Hi guy, it's time to pull out the snowblowers again!

So last year I got a Ariens 522 Single stage (938017), managed to clean to carburetor (twice) to make it run again. It throws snow when it works. However when cold starting it, it surges/hunts for couple mintues (5-6 mins), then it starts working properly. 

I thought the carburetor is not clean enough so I took it apart to clean it yesterday, cleaned any orifice I could found and put all together. BUT it still surges like I have never cleaned the carb.

Wondering what should I do next? Thanks in advance.

Ben


----------



## GoBlowSnow (Sep 4, 2015)

Is it an adjustable carb?


----------



## RedOctobyr (Mar 2, 2014)

Does it smooth out if you add partial choke? 

You could still have a restricted passage in the carb. But you could also have an air leak where the carb mounts to the engine, for instance. This allows raw air to enter, making your overall mixture more lean. You might check the gasket that sits between the carb and the engine, and make sure everything is still intact.


----------



## tdipaul (Jul 11, 2015)

.

how are you cleaning the carb?


.


----------



## bennyxyz (Nov 20, 2017)

GoBlowSnow said:


> Is it an adjustable carb?


No I don't think so, there is no adjustable screws in the carb.



RedOctobyr said:


> Does it smooth out if you add partial choke?
> 
> 
> 
> You could still have a restricted passage in the carb. But you could also have an air leak where the carb mounts to the engine, for instance. This allows raw air to enter, making your overall mixture more lean. You might check the gasket that sits between the carb and the engine, and make sure everything is still intact.

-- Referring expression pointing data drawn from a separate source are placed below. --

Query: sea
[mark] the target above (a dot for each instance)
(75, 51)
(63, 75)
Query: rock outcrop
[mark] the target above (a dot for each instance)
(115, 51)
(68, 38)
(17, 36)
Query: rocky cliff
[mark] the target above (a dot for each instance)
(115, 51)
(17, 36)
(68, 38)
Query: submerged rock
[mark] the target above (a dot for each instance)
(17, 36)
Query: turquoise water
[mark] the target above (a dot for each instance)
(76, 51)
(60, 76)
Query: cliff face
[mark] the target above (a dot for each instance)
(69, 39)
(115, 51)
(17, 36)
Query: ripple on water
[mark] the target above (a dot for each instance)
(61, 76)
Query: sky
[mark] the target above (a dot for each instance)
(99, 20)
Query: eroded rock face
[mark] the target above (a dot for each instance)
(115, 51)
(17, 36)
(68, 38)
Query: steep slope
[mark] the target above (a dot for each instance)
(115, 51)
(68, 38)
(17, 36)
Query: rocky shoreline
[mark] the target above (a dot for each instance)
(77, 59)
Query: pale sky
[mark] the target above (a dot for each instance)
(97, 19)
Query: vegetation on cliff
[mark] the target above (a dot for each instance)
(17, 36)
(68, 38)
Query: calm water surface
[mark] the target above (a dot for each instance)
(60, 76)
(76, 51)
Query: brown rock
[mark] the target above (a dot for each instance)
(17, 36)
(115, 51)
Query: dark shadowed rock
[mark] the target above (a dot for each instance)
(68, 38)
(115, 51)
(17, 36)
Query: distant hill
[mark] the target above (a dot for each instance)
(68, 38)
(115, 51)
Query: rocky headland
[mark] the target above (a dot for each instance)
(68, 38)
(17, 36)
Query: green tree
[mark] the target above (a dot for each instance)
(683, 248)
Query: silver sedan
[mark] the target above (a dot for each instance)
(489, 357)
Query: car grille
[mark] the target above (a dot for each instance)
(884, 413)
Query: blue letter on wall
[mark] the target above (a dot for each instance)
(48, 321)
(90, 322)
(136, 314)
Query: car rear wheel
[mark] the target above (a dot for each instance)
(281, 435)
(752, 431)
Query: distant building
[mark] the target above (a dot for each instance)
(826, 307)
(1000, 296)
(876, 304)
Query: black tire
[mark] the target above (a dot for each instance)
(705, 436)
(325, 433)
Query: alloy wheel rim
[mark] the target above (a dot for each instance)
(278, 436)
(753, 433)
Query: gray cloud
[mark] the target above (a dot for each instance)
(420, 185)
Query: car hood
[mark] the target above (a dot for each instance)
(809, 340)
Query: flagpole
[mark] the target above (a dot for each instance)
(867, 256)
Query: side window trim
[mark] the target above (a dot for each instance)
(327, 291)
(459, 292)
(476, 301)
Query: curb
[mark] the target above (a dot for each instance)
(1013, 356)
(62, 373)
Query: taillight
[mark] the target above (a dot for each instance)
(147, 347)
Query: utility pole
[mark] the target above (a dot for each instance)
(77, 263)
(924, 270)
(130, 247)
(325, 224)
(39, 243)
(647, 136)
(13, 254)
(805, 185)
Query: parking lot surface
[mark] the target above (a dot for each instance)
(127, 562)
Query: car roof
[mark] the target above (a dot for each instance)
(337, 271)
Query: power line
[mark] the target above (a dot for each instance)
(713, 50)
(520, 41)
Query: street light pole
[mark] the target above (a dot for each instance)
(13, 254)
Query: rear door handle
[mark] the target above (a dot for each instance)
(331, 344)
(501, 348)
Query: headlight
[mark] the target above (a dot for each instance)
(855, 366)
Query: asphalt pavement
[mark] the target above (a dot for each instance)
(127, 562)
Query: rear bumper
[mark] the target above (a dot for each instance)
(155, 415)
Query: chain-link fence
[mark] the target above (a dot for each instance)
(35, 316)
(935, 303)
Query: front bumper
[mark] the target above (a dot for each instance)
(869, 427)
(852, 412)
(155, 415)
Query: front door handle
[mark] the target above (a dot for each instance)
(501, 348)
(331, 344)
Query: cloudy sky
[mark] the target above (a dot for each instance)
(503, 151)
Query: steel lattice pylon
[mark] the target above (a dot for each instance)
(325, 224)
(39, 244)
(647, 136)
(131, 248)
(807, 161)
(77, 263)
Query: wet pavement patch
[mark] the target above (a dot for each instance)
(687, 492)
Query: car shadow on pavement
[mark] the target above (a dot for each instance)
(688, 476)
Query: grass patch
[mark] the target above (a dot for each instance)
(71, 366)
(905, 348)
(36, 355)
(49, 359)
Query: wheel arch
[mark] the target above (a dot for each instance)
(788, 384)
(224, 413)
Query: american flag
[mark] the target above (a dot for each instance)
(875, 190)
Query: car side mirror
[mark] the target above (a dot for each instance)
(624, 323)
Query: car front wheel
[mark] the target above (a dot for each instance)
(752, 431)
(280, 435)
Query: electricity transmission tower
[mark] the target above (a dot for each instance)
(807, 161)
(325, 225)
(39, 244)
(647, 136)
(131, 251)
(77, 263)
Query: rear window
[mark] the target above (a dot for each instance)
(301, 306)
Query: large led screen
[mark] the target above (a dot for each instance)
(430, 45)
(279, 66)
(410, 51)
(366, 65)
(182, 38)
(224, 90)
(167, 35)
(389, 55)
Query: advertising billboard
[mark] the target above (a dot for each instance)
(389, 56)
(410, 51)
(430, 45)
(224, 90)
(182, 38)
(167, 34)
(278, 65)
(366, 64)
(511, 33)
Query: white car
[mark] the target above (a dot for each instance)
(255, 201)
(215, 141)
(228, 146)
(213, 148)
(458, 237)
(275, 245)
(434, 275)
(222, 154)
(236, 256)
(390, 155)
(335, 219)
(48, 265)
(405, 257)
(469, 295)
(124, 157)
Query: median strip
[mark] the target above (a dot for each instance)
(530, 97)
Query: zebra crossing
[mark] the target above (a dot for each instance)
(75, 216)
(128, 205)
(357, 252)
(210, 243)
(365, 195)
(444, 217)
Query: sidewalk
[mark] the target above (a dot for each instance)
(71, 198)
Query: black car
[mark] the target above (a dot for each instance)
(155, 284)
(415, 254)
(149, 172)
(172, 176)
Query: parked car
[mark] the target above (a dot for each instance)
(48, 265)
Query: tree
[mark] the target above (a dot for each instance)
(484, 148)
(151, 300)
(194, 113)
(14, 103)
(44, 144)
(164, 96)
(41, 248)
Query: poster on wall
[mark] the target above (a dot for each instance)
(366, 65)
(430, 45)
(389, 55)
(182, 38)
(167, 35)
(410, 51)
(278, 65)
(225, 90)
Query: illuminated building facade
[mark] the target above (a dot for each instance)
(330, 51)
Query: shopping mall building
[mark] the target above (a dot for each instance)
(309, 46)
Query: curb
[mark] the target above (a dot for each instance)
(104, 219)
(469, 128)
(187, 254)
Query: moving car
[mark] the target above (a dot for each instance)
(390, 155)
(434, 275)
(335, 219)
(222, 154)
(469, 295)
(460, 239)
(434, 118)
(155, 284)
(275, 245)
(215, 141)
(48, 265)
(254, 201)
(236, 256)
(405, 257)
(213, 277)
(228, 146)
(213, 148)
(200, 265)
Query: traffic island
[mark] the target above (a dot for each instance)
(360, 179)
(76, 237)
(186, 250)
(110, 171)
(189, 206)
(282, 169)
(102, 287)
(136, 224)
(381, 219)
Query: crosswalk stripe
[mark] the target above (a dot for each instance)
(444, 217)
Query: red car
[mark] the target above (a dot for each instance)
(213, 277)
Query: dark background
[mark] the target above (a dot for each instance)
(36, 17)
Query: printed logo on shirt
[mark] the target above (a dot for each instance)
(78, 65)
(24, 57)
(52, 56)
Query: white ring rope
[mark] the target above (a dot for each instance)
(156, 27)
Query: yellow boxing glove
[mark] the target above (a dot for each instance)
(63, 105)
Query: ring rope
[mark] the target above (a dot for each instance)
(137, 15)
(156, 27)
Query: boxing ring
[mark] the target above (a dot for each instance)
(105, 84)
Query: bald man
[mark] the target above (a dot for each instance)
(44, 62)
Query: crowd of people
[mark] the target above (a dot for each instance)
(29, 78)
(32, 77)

In the first few mintues it doesn't matter what choke I put it to, it just surges. After few mintues it smooths out at any choke. You may be right about the passage. I did check the carb mount, gasket and the spacer, they were all in good shape.




tdipaul said:


> .
> 
> how are you cleaning the carb?
> 
> ...


Carb cleaner to spray all passages and the jet. I probably will try soak the carb in cleaner.


Other than the carb, is it possible that there is misalignment on the linkage? 


Thanks much!


----------



## GoBlowSnow (Sep 4, 2015)

get yourself an adjustable carb. You'll be happy you did. Something like this. 



https://www.ebay.com/itm/Adjustable...Z9EJ~:sc:USPSFirstClass!80124!US!-1:rk:8:pf:0


----------



## tdipaul (Jul 11, 2015)

.

Until a wire has been run through all the jets and then blown out with compressed air I would not call it cleaned. 

https://www.ebay.com/itm/Carb-Jet-C...epid=2159674733&hash=item3fa87e738f:rk:1:pf:0

But with the price of new carbs might as well not futz with it. They're so cheap now!

.


----------



## ucm (Jan 11, 2017)

Did you pull the welch plugs out to clean the passages?


----------